Il percorso a Madrid, infatti, è stato impegnativo sia dal punto di vista fisico che mentale. Le condizioni particolari della capitale spagnola, con l’altitudine che favorisce un gioco più rapido e servizi più incisivi, hanno richiesto un grande dispendio di energie. Nonostante questo, Sinner è riuscito a imporsi con continuità, confermando il suo momento straordinario e arrivando in finale con prestazioni solide, come quella contro lo spagnolo Jodar, definita dallo stesso Vagnozzi “molto bella e tesa”.

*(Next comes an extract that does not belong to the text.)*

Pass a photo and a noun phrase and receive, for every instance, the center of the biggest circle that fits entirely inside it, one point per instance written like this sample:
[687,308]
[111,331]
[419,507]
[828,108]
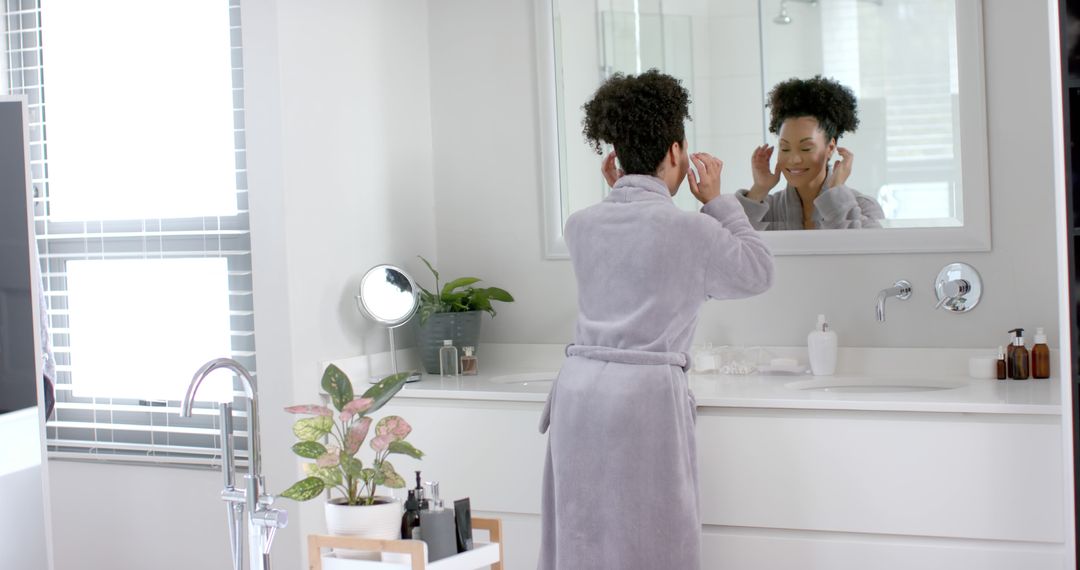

La sfida con Zverev e le chiavi della partita
La finale contro Zverev rappresenta un banco di prova importante. Il tedesco, uno dei migliori interpreti sulla terra battuta, arriva all’appuntamento con un tennis aggressivo e un servizio particolarmente efficace, soprattutto in condizioni come quelle di Madrid. “Bisognerà disinnescare la prima di servizio di Zverev”, ha spiegato Vagnozzi, sottolineando come il match si giocherà su dettagli tecnici e sulla capacità di Sinner di reggere gli scambi più duri.
Negli ultimi confronti diretti, però, è stato proprio l’azzurro ad avere la meglio, mettendo in difficoltà il rivale soprattutto a Monte-Carlo. Un precedente che alimenta la fiducia, ma che non basta per dare nulla per scontato. “Sarà una partita bella da giocare”, ha aggiunto il coach, lasciando intendere che servirà la miglior versione possibile di Sinner.
Un momento d’oro nonostante la fatica
Al di là della stanchezza, il momento di Sinner resta estremamente positivo. Il lavoro svolto negli ultimi mesi con il suo team sta portando risultati evidenti: l’obiettivo è trasformarlo in un giocatore completo, capace di adattarsi a tutte le superfici e a tutte le situazioni di gioco. “Stiamo lavorando per farlo diventare un giocatore da tutto campo e penso che ci stiamo riuscendo”, ha spiegato Vagnozzi, evidenziando l’importanza di colpi come il drop shot e delle discese a rete, sempre più presenti nel repertorio dell’italiano.
Il fatto che, nonostante la fatica accumulata, Sinner riesca comunque a esprimere un tennis di altissimo livello è forse il segnale più incoraggiante. La finale di Madrid non è solo un traguardo, ma anche un passaggio fondamentale in vista dei prossimi appuntamenti, a partire dagli Internazionali di Roma. E proprio per questo, anche un Sinner “non al massimo” può rappresentare una minaccia per chiunque.